SHS Web of Conferences (Jan 2021)
Socio-anthropological approach to the study of legal cultures: evolutionism and functionalism
Abstract
The purpose of the study is to substantiate the productivity of the socio-anthropological approach to the study of legal culture. In the study of legal cultures, the methodology of legal science involves going beyond both the special legal sciences and, in general, the social sciences. This actualizes the assessment of the productivity of the socio-anthropological approach to law and the justification of its evolutionist and functionalist directions for the conceptualization of legal phenomena.
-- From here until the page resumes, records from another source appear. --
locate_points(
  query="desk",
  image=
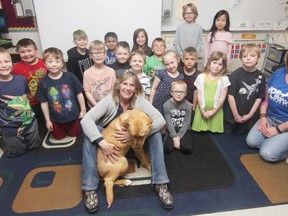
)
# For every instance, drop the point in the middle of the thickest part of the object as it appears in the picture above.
(14, 55)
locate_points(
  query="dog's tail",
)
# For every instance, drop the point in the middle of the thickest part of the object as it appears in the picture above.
(109, 184)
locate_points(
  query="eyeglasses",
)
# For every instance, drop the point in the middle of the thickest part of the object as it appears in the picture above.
(97, 53)
(188, 13)
(179, 92)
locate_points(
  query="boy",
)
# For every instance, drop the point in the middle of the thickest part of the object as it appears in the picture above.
(99, 79)
(154, 63)
(122, 53)
(111, 40)
(137, 61)
(177, 113)
(245, 93)
(33, 69)
(59, 92)
(190, 73)
(18, 126)
(78, 56)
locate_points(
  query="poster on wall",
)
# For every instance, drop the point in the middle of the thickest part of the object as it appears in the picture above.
(16, 23)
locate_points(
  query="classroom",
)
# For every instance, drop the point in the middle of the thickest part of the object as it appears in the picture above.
(222, 176)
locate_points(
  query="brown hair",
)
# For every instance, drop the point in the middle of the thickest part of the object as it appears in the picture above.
(138, 87)
(55, 52)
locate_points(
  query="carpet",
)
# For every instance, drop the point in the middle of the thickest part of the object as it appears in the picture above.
(271, 177)
(204, 169)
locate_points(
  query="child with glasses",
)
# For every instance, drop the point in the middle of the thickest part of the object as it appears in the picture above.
(161, 88)
(188, 33)
(177, 113)
(99, 79)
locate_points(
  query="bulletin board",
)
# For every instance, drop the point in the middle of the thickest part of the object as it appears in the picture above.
(58, 19)
(244, 14)
(16, 23)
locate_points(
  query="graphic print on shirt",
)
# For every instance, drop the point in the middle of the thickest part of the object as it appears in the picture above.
(278, 96)
(177, 117)
(21, 115)
(100, 88)
(250, 89)
(34, 78)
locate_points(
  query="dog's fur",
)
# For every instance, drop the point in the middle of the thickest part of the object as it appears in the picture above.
(139, 125)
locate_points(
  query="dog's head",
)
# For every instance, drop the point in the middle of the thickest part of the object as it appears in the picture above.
(139, 124)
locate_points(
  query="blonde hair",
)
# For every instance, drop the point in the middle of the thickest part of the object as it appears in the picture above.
(138, 87)
(192, 7)
(55, 52)
(250, 48)
(215, 56)
(97, 45)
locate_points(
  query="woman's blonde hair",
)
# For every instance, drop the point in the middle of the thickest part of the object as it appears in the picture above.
(215, 56)
(138, 87)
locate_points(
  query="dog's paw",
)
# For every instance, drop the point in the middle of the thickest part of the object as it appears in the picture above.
(128, 182)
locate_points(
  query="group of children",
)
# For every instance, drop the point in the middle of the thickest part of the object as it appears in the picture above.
(187, 98)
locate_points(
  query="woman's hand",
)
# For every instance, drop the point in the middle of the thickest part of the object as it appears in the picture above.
(263, 124)
(176, 142)
(110, 151)
(123, 135)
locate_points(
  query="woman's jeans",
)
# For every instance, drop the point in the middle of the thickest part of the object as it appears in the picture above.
(90, 178)
(271, 149)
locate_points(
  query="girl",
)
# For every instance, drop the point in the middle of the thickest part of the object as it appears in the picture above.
(219, 37)
(140, 42)
(212, 87)
(188, 33)
(161, 88)
(137, 62)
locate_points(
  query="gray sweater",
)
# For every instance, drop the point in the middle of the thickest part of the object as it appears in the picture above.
(104, 112)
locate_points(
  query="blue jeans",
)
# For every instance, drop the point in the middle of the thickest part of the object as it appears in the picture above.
(271, 149)
(90, 178)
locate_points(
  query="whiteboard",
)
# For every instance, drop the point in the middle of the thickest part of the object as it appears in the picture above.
(58, 19)
(244, 14)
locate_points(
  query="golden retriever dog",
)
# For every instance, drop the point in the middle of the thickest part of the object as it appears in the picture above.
(139, 125)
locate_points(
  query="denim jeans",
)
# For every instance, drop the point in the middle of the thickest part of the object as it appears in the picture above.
(271, 149)
(90, 178)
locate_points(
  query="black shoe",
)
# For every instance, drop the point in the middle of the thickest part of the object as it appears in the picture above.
(90, 199)
(166, 199)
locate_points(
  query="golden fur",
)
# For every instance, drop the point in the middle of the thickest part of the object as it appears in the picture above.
(139, 125)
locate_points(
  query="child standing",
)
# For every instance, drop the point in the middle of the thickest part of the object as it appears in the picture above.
(245, 93)
(190, 73)
(111, 40)
(188, 33)
(78, 56)
(137, 61)
(59, 93)
(177, 113)
(219, 37)
(98, 79)
(140, 42)
(122, 53)
(161, 88)
(212, 87)
(154, 63)
(18, 126)
(33, 69)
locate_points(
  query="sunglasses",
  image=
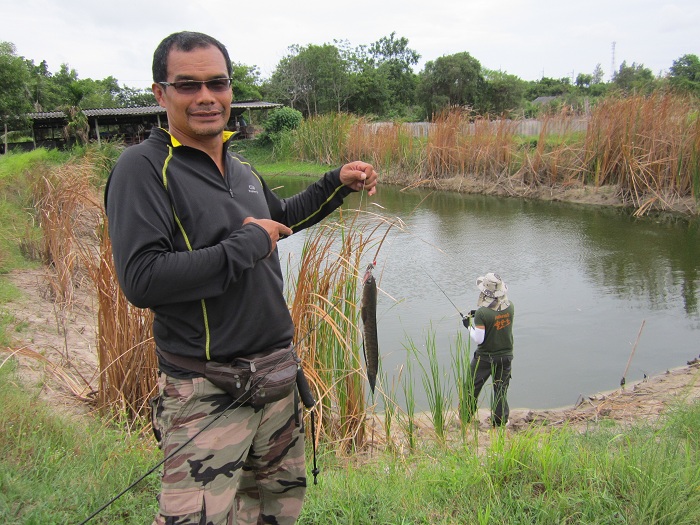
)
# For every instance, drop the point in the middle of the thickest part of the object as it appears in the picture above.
(190, 87)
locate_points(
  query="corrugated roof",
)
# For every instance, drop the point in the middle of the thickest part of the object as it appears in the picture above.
(145, 110)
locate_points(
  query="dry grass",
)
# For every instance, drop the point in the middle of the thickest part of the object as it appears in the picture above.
(647, 148)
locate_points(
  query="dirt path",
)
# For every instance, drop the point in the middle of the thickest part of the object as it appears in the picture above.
(57, 353)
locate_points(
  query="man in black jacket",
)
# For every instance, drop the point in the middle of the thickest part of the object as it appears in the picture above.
(194, 231)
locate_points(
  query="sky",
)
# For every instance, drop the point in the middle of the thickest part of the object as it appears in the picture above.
(526, 38)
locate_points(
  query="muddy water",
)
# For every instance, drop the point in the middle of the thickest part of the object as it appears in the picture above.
(584, 281)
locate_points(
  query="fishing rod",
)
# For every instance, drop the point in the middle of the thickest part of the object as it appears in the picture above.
(443, 292)
(304, 393)
(629, 360)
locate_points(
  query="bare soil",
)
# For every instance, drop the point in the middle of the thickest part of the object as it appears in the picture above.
(57, 354)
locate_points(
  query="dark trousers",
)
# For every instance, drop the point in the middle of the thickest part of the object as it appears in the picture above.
(498, 368)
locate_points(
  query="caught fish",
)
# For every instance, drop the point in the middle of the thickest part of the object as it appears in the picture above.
(368, 312)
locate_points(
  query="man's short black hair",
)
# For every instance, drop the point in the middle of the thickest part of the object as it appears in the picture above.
(183, 41)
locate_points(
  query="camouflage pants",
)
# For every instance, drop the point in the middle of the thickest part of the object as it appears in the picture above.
(246, 468)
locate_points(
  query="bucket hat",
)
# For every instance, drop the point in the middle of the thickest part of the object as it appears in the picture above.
(493, 291)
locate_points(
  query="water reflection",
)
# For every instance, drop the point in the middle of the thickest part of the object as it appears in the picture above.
(583, 279)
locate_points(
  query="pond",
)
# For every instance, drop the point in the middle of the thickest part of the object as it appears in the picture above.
(599, 295)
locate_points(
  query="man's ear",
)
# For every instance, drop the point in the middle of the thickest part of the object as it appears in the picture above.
(159, 93)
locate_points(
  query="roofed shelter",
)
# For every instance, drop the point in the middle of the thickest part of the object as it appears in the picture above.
(132, 125)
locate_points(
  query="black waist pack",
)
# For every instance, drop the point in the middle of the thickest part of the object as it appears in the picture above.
(253, 380)
(257, 379)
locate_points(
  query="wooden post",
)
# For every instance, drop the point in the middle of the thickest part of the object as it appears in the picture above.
(97, 131)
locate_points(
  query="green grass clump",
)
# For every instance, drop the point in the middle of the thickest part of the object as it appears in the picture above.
(60, 469)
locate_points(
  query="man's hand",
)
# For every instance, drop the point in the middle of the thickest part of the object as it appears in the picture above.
(359, 176)
(274, 229)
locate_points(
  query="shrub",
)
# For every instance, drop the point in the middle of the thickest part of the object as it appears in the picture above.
(279, 121)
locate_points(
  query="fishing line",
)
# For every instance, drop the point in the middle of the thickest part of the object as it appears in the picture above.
(216, 418)
(443, 292)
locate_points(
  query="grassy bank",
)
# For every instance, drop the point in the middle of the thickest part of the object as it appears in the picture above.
(58, 469)
(646, 148)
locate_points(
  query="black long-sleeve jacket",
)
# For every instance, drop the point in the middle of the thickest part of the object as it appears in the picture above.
(180, 247)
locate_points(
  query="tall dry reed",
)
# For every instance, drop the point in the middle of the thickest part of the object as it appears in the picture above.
(647, 146)
(325, 309)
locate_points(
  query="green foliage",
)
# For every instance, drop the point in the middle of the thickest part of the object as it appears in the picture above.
(14, 77)
(279, 122)
(313, 79)
(684, 75)
(246, 82)
(282, 119)
(452, 80)
(634, 79)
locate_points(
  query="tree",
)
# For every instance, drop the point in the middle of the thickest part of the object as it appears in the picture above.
(313, 79)
(634, 78)
(131, 97)
(394, 61)
(584, 80)
(246, 82)
(548, 87)
(685, 74)
(451, 80)
(504, 92)
(15, 90)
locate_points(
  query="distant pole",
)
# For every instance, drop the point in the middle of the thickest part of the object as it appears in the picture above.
(612, 63)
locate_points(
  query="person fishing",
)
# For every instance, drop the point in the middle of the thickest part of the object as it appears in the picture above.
(491, 327)
(194, 231)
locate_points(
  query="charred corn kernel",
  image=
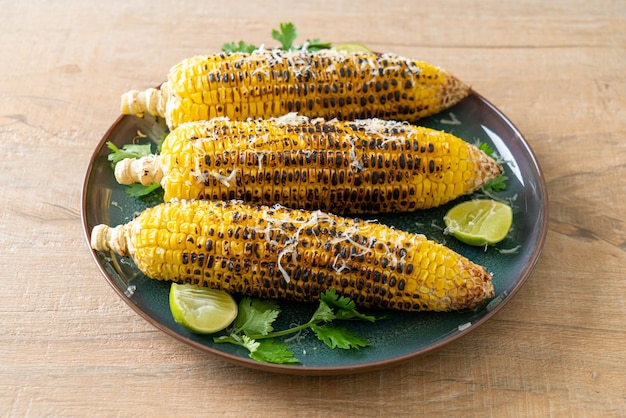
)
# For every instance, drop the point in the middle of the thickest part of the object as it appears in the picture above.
(275, 252)
(271, 83)
(363, 166)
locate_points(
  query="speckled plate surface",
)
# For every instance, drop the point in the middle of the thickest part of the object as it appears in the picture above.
(402, 336)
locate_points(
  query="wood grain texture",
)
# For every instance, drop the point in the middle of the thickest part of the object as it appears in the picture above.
(70, 347)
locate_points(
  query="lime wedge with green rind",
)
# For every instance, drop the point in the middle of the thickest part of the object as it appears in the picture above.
(201, 309)
(479, 222)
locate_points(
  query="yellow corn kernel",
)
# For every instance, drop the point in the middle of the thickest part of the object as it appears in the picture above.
(276, 252)
(363, 166)
(325, 83)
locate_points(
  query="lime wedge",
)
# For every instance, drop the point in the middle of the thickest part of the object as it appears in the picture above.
(200, 309)
(479, 222)
(353, 47)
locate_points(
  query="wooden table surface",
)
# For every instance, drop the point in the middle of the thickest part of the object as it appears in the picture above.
(69, 346)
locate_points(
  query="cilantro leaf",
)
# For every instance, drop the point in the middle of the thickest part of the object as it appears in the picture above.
(498, 184)
(240, 46)
(127, 151)
(338, 337)
(286, 35)
(272, 351)
(315, 45)
(256, 316)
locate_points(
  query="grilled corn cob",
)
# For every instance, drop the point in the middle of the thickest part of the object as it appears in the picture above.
(275, 252)
(363, 166)
(271, 83)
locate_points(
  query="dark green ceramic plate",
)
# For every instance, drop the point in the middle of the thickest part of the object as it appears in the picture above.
(402, 336)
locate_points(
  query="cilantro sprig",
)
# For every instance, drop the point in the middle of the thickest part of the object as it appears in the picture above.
(132, 151)
(253, 328)
(286, 35)
(498, 184)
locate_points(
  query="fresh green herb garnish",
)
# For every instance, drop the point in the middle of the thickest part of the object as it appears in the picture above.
(286, 34)
(240, 46)
(132, 151)
(497, 184)
(254, 331)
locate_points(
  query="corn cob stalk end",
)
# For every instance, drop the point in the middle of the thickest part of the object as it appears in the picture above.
(145, 170)
(105, 238)
(153, 101)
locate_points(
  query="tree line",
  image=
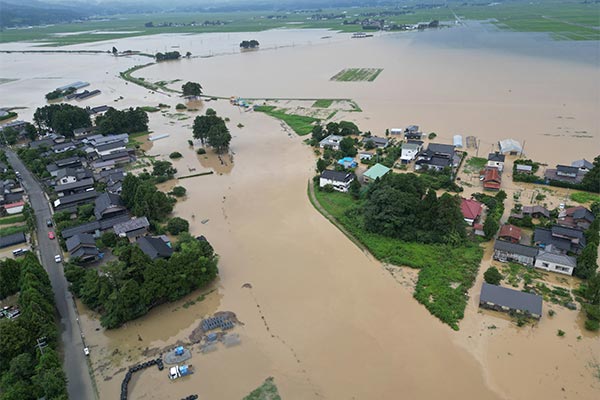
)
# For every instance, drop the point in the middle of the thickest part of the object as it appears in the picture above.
(211, 129)
(402, 206)
(27, 374)
(134, 284)
(64, 118)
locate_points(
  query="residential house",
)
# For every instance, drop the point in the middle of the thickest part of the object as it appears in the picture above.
(340, 180)
(410, 150)
(510, 146)
(583, 165)
(11, 240)
(471, 210)
(154, 247)
(108, 205)
(510, 233)
(347, 162)
(331, 141)
(564, 173)
(74, 187)
(375, 172)
(576, 217)
(365, 156)
(111, 147)
(83, 247)
(70, 203)
(508, 300)
(524, 169)
(514, 252)
(496, 160)
(437, 156)
(555, 262)
(380, 143)
(95, 228)
(492, 179)
(562, 239)
(14, 208)
(132, 229)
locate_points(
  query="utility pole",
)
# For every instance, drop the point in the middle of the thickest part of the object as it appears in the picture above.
(41, 343)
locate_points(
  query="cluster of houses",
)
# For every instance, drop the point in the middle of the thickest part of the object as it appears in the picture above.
(573, 173)
(555, 248)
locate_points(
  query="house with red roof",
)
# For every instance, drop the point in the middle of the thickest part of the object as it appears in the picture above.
(492, 179)
(510, 233)
(14, 208)
(471, 210)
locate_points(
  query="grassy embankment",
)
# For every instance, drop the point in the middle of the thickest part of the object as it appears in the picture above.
(446, 272)
(266, 391)
(563, 20)
(584, 197)
(158, 86)
(357, 75)
(12, 219)
(300, 124)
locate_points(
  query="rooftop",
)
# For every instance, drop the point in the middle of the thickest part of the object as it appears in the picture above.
(513, 299)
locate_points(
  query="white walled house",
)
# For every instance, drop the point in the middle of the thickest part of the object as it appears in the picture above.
(332, 141)
(496, 160)
(560, 263)
(340, 180)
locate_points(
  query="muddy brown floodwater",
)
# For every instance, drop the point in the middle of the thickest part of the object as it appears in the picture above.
(326, 320)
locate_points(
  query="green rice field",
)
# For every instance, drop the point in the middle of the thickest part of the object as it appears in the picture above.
(357, 75)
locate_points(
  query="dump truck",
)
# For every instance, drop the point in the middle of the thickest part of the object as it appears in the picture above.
(179, 370)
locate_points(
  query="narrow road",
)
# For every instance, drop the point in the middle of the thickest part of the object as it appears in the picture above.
(75, 362)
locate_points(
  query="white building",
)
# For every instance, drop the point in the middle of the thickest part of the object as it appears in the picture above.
(332, 141)
(340, 180)
(410, 151)
(560, 263)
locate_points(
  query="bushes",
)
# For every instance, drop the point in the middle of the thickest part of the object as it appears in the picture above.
(492, 276)
(177, 225)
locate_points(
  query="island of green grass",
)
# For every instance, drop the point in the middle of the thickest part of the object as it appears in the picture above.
(323, 103)
(357, 75)
(266, 391)
(446, 272)
(300, 124)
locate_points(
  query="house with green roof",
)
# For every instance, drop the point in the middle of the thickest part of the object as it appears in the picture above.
(376, 171)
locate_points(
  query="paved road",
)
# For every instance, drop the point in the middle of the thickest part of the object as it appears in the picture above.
(75, 362)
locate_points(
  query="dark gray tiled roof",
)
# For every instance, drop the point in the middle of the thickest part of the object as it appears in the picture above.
(513, 299)
(515, 248)
(338, 176)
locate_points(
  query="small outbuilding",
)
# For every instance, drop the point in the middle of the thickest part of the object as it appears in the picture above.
(508, 300)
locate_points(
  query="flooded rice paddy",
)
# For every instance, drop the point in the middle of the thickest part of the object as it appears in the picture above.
(323, 318)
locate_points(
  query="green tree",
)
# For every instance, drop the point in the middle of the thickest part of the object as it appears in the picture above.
(347, 147)
(492, 276)
(191, 89)
(177, 225)
(354, 188)
(591, 180)
(321, 165)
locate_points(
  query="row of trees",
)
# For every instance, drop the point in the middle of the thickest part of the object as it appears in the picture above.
(61, 118)
(191, 89)
(64, 118)
(342, 128)
(114, 121)
(134, 284)
(26, 373)
(211, 129)
(140, 196)
(402, 206)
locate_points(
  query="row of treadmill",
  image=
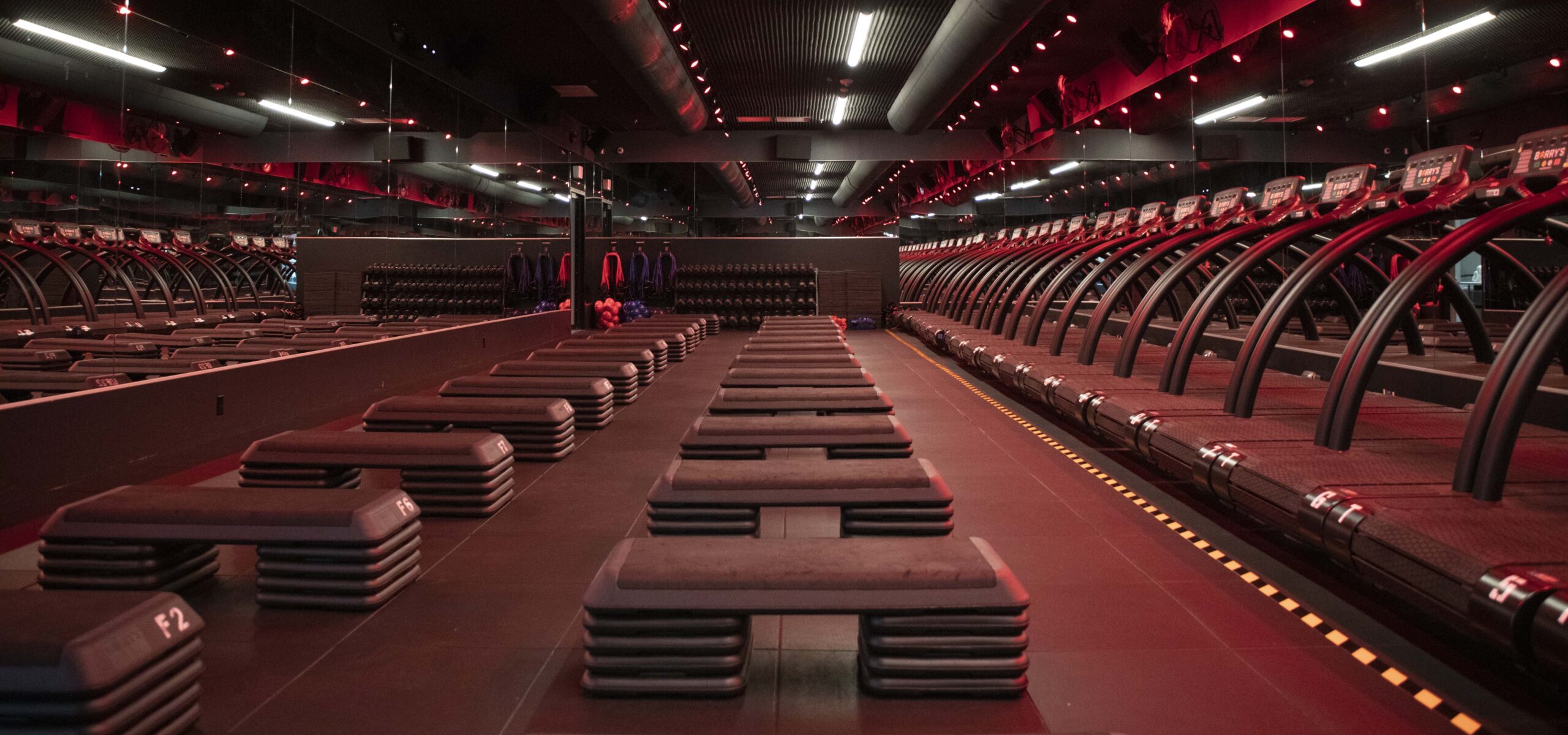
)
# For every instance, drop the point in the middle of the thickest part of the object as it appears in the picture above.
(1164, 330)
(59, 278)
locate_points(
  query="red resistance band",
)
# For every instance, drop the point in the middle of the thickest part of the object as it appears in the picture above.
(608, 273)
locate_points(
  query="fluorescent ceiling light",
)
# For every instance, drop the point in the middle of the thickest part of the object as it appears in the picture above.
(863, 30)
(1427, 38)
(88, 46)
(1228, 110)
(297, 113)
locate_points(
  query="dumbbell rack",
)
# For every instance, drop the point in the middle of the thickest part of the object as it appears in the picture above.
(744, 293)
(401, 292)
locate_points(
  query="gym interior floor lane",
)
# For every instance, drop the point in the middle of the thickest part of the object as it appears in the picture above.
(1133, 629)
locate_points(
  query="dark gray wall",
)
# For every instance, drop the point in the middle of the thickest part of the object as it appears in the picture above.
(68, 447)
(352, 254)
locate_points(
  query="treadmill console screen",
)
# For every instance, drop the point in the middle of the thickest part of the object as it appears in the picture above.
(1227, 201)
(1188, 206)
(1426, 170)
(1341, 183)
(1280, 190)
(1542, 153)
(1148, 212)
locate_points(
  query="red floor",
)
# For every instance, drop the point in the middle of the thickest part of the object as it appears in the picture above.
(1134, 629)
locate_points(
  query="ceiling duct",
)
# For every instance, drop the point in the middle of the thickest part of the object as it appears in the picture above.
(734, 181)
(973, 34)
(860, 181)
(632, 37)
(88, 82)
(471, 183)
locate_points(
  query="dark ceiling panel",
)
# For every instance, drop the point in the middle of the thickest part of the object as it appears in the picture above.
(786, 57)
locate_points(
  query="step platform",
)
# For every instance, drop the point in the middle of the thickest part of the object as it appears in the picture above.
(87, 662)
(341, 549)
(875, 497)
(592, 399)
(753, 438)
(799, 400)
(458, 473)
(940, 616)
(540, 430)
(797, 378)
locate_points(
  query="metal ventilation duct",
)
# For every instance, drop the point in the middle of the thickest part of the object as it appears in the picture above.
(734, 181)
(96, 83)
(973, 34)
(471, 183)
(631, 34)
(860, 181)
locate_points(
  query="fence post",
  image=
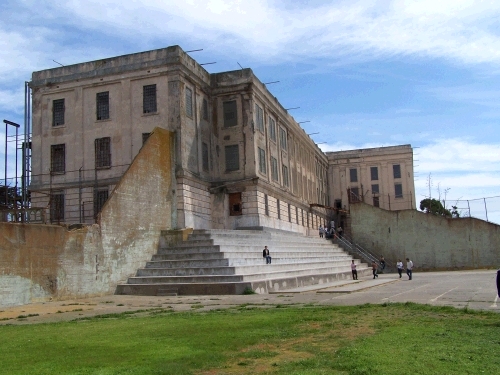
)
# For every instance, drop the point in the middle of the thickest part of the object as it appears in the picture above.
(486, 209)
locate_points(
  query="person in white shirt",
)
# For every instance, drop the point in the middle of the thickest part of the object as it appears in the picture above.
(409, 268)
(400, 266)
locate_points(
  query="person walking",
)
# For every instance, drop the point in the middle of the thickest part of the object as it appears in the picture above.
(409, 268)
(374, 269)
(400, 266)
(354, 271)
(265, 254)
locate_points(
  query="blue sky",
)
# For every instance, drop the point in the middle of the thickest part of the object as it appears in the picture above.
(364, 73)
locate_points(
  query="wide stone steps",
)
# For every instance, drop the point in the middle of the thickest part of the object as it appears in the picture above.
(227, 262)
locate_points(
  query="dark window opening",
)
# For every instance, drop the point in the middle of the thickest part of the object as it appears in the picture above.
(204, 155)
(398, 190)
(58, 112)
(353, 174)
(149, 99)
(57, 207)
(103, 152)
(58, 158)
(102, 105)
(100, 197)
(396, 169)
(230, 114)
(235, 204)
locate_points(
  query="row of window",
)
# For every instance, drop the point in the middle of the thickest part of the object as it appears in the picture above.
(353, 173)
(149, 105)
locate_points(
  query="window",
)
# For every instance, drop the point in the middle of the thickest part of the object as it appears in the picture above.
(58, 112)
(57, 206)
(355, 195)
(232, 158)
(396, 169)
(262, 161)
(189, 102)
(230, 114)
(283, 139)
(272, 129)
(353, 174)
(102, 105)
(259, 118)
(102, 152)
(285, 175)
(149, 99)
(398, 190)
(204, 109)
(274, 169)
(145, 137)
(58, 158)
(204, 155)
(100, 197)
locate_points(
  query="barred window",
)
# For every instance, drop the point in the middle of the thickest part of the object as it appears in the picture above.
(103, 152)
(232, 158)
(57, 207)
(262, 161)
(204, 152)
(149, 99)
(102, 105)
(58, 112)
(353, 174)
(272, 129)
(205, 109)
(189, 102)
(285, 176)
(396, 169)
(274, 169)
(283, 139)
(58, 158)
(100, 197)
(259, 118)
(230, 114)
(398, 190)
(145, 137)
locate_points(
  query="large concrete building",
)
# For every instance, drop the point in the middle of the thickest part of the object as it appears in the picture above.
(241, 160)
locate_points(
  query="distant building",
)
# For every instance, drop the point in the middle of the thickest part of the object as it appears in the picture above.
(382, 177)
(241, 159)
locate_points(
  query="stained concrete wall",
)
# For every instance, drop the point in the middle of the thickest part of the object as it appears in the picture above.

Their methodology in identifying the characteristics of legal culture is based on a) the recognition of its integral organism, whose elements are functionally connected and based on common principles; b) the principle of organicism, which involves the spread of methods, tools, and patterns of scientific knowledge, characteristic of the biological sciences, to social phenomena. This approach identifies the relationships between human thoughts and behavioral acts, biological and social processes, and various stages of the historical development of legal cultures. The result of the research is a structural scheme developed by the author, which demonstrates the productivity of the socio-anthropological approach to the study of legal culture, reflecting the main forms of manifestation of the reductionism of legal research from narrow methodological positions and ways to overcome it with the help of the socio-anthropological approach of evolutionist and functionalist orientation. The novelty of the work is due to the evolutionist and functionalist study of legal cultures applied by the author, which contributes to overcoming the limitations of criteria for the critical assessment of the laws of their development, contexts that allow characterizing legal phenomena from an interdisciplinary perspective, offer substantive and methodological alternatives to explain them and assess the importance of social communication processes in their dynamics.